Home / Opinion / Columns /  America should look past the geopolitical haze for EV gains

In the 1980s, as Japanese cars flooded the US auto market, the Ronald Reagan administration found a way to limit them with tariffs and import quotas. It resulted in the likes of Toyota setting up factories in America. They churned out millions of vehicles that led to the proliferation of an efficient auto-supply chain and employed thousands of workers. If the US plays it right, this could happen again—sans the tariffs—as it tries to build its own electric-vehicle supply chain independent of the world’s big factory floor, China.

As the EV hype ramps up and a shortage of batteries emerges, industrial giants like SK Innovation, Honda Motor, LG Energy Solution, Panasonic Holdings and Toyota have announced billions of dollars of facilities across the US to make powerpacks. To ensure that much of it comes from North America, some are sourcing raw materials from Canada as the nation deepens its ties with South Korea. Since the beginning of 2021, more than 15 new facilities or expansions, concentrated around the Midwest and South, have been disclosed in the US, a potential investment of at least $40 billion. These firms are plugging a key technology gap that the US is trying to fill. State governments have welcomed them with open arms. With few US companies that can make EVs and batteries on the scale South Korea can or that are commercially viable, there’s a large market to tap.

To ensure the entire supply chain shows up in the US, the Joe Biden administration introduced the Inflation Reduction Act to attract more manufacturing. Now everyone seems to want to build a battery plant. Trouble is, it hits hard those that actually strengthen the US supply chain.

For South Korea, the primary concern is top-selling EVs made by Hyundai and Kia. EVs that are not made in the US will effectively be shut out under the US industrial policy. Meanwhile, the domestic component requirements hit South Korean battery makers because many critical and processed materials used to make powerpacks are sourced from China. Seoul is asking the US for a reprieve on tax credits that put it at a disadvantage.

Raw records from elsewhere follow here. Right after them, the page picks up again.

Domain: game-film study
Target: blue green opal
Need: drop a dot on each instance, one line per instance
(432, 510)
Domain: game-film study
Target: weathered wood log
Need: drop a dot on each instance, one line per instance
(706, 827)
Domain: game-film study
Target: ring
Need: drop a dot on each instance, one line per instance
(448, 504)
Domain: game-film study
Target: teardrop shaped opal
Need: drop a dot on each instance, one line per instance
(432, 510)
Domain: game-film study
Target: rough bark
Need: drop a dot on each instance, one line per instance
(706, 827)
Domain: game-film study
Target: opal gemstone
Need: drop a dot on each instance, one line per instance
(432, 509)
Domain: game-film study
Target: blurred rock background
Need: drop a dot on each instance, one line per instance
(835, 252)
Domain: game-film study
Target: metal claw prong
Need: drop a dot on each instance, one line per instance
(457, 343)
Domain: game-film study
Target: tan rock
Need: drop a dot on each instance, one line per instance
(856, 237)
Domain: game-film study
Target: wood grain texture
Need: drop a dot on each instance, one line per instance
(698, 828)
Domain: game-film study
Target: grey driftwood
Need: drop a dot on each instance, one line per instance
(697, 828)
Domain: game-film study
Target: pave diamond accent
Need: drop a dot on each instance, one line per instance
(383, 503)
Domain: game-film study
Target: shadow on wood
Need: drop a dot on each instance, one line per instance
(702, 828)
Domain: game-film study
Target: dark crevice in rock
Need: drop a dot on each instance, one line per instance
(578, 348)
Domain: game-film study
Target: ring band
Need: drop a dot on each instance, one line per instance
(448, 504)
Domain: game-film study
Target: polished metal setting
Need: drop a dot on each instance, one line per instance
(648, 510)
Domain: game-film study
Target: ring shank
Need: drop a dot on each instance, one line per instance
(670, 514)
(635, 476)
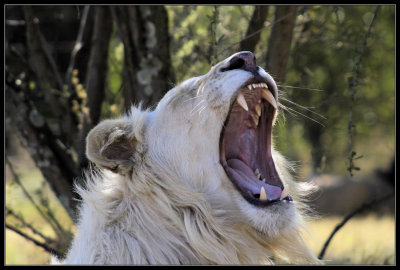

If the idea is that these pressures will push the tech champions of South Korea and Japan to make a bigger effort to get into the US, much like in the 1980s, then that might be misguided. While the US is a huge market, it isn’t the single-largest like it was for Toyota and Honda decades ago. The cost advantage and efficiency that the Japanese were able to enjoy back then don’t exist today—especially in the current inflationary environment. They also have large facilities in China with a deep network of suppliers, paving the way for smoother operations and bigger markets where business is easier. If capital expenditure in the US comes with too many strings attached, then it may just not make sense.

Letting South Korea and others create the big manufacturing hub that the US has been vying for would be astute. But decades-old tactics don’t align with the new world. Creating hurdles for South Korean companies that were doing well will only delay American ambitions. How are they going to source enough minerals from somewhere in North America? Where will the equipment come from? And at what cost? Ask firms that have promising technology and are hoping to benefit from the EV policy credits, and they’ll tell you how lead times for machinery are too long.

Then, there’s scaling battery technology and volumes to break even or perhaps make a profit, and that takes years. In the industry, the larger only get bigger because of their capital-intensive nature (think China’s Contemporary Amperex Technology, the world’s largest EV-battery maker). That puts the likes of LG Energy and Panasonic at an advantage, but policy hurdles will serve as huge barriers. And they’re mostly just a waste of time.

The Biden administration could learn from China on how to get the right incentives and players. South Korean companies want to expand their battery recycling facilities in China, a key step to securing stable input supplies. China welcomed Tesla and ensured this EV-maker had just about everything to get hundreds of thousands of EVs rolling out. A vast supply chain grew around it and battery makers flourished. Tesla’s Model S and Model X are on a list of vehicles eligible for tax purchase exemptions; these aren’t made in China yet, like the Model 3 and Model Y.

Moves to keep others out and the latest chip ban only serve to set the US back, if just by creating uncertainty and tension globally. If the US is able to see past the geopolitical haze, then it has a chance at a massive and smooth supply chain that boasts the best technology. Without it, it will just remain on the verge of something big for long and we’ll have few made-in-America batteries and EVs. 

Anjani Trivedi is a Bloomberg Opinion columnist covering industrial companies in Asia.